Bruno Peixoto surpreendeu em Balanço, monólogo escrito especialmente para ele pelo diretor e autor Danilo Alencar. Mais experiente, o premiado ator deu o melhor de si no papel do jovem gay incompreendido pela família. Bruno lapidou seu talento em curso com Eugênio Barba na Dinamarca e em oficinas de aperfeiçoamento. Não foi à toa que ele arrebatou a plateia da Mostra de Porangatu com o personagem criado com muita sensibilidade por Danilo.
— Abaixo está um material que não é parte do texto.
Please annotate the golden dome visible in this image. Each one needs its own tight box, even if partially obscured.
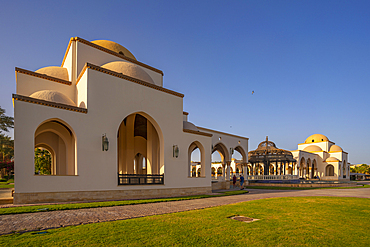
[35,66,69,81]
[303,145,322,152]
[91,40,136,60]
[329,145,343,152]
[30,90,76,106]
[325,157,340,162]
[304,134,329,143]
[101,61,154,84]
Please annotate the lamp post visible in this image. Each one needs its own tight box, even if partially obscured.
[172,145,180,158]
[102,134,109,151]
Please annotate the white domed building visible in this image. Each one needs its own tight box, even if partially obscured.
[13,37,248,204]
[291,134,350,180]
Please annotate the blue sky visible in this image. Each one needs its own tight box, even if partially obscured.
[0,0,370,164]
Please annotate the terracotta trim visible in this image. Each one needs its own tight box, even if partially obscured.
[182,129,213,137]
[197,126,249,140]
[15,67,72,86]
[60,38,74,67]
[85,63,184,98]
[76,64,87,86]
[70,37,164,76]
[13,94,87,113]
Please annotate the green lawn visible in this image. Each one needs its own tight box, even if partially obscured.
[0,190,248,215]
[0,197,370,247]
[246,184,370,190]
[0,178,14,188]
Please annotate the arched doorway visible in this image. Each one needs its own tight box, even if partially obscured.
[34,119,77,175]
[117,113,163,184]
[325,165,334,177]
[188,141,205,177]
[299,157,306,178]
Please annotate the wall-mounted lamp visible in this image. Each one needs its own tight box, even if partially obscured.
[172,145,180,158]
[101,134,109,151]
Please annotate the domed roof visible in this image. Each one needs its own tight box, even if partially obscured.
[303,145,322,152]
[91,40,136,60]
[35,66,69,81]
[30,90,76,106]
[325,157,339,162]
[304,134,329,143]
[329,145,343,152]
[183,121,199,131]
[101,61,154,84]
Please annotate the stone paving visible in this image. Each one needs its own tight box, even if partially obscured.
[0,188,370,235]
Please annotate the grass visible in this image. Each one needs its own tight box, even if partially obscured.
[0,197,370,247]
[0,190,248,215]
[246,184,370,190]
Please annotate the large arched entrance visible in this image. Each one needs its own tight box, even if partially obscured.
[188,141,205,177]
[117,113,164,185]
[34,119,77,175]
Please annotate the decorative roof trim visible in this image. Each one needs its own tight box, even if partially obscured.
[76,64,87,85]
[182,129,213,137]
[13,94,87,113]
[67,37,164,76]
[196,126,249,140]
[60,37,74,67]
[15,67,72,86]
[83,63,184,98]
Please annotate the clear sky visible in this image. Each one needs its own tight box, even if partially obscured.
[0,0,370,164]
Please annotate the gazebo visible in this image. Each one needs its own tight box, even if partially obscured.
[248,136,297,180]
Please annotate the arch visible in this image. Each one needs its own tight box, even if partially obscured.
[311,159,317,178]
[217,166,222,176]
[117,112,160,175]
[234,146,248,163]
[211,167,216,177]
[188,141,205,177]
[34,118,77,175]
[299,157,306,178]
[325,165,334,177]
[343,160,347,178]
[212,142,231,164]
[35,143,56,175]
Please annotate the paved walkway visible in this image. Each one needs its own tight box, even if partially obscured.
[0,188,370,235]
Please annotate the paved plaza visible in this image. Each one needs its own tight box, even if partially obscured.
[0,188,370,234]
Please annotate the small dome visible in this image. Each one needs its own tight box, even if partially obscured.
[91,40,136,60]
[35,66,69,81]
[101,61,154,84]
[303,145,322,152]
[30,90,76,106]
[325,157,339,162]
[183,121,199,131]
[304,134,329,143]
[329,145,343,152]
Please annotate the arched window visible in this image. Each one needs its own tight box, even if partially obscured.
[34,120,77,175]
[117,113,160,175]
[217,167,222,176]
[325,165,334,176]
[188,141,205,177]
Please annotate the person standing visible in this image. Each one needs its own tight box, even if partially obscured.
[239,175,244,190]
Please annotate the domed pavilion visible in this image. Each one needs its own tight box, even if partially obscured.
[248,137,297,179]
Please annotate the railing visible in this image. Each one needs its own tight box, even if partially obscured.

Deixou no chinelo os astros globais Bruno Gagliasso e Thiago Martins, do grupo Nóis do Morro, com o fraco Aonde Está Você Agora, que abriu a Mostra de Porangatu.

Ajustes
Ainda precisando de ajustes e um elenco mais afinado, o diretor João Bosco Amaral acertou na escolha do texto de Macário, último texto escrito pelo romântico Álvares de Azevedo. Macário tem muitos pontos positivos: produção bem feita, figurinos adequados, bom cenário e uma direção correta. Infelizmente, o elenco não convence nos seus papéis.

Dejá vu
Há quem diga que o diretor Marcos Fayad, da Cia. Teatral Martim Cererê vem se repetindo nos seus últimos trabalhos. Há uma sensação de dejá vu. Depois de Puro Brasileiro, o espetáculo mais bem-sucedido da companhia, há oito anos em cartaz, Fayad tem investido cada vez mais nos musicais, assinando ele próprio o roteiro e a direção. Theatro Musical Profano foi a produção da vez. Mesmo com um trabalho de pesquisa muito bem fundamentado, boas interpretações e uma seleção musical impecável, o espetáculo não emplacou. Diferentemente do Musical Profano, Puro Brasileiro fez temporada concorrida no SESC Caldas Novas, e Marcos Fayad já pensa numa segunda edição para 2010.

Dança
Dois espetáculos de dança mereceram destaque em 2009. Céu na Boca, da Quasar Cia. de Dança e Perfume Para Argamassa, trabalho inovador que mescla dança às novas tecnologias, criação de Kleber Damaso. Surpreendente.

Decepções
Apesar do esforço, a Cia. de Teatro Nu Escuro não emplacou a sua criação coletiva Preciso Olhar, dirigida por Henrique Rodovalho. Morno, arrastado e interpretações fracas, o espetáculo gerou expectativa. Mas, deixou muito a desejar. Sob a direção do competente Hugo Rodas, Indecência derrapou feio. Os atores Adriana Veloso e Tiago Benetti não conseguiram convencer no papel de um casal moderno, que investe nas fantasias eróticas para salvar a relação. Nada original, o texto também não contribui com a produção com cenário e figurinos em tons vermelho e preto, e música eletrônica comandada pela DJ Simone Junqueira.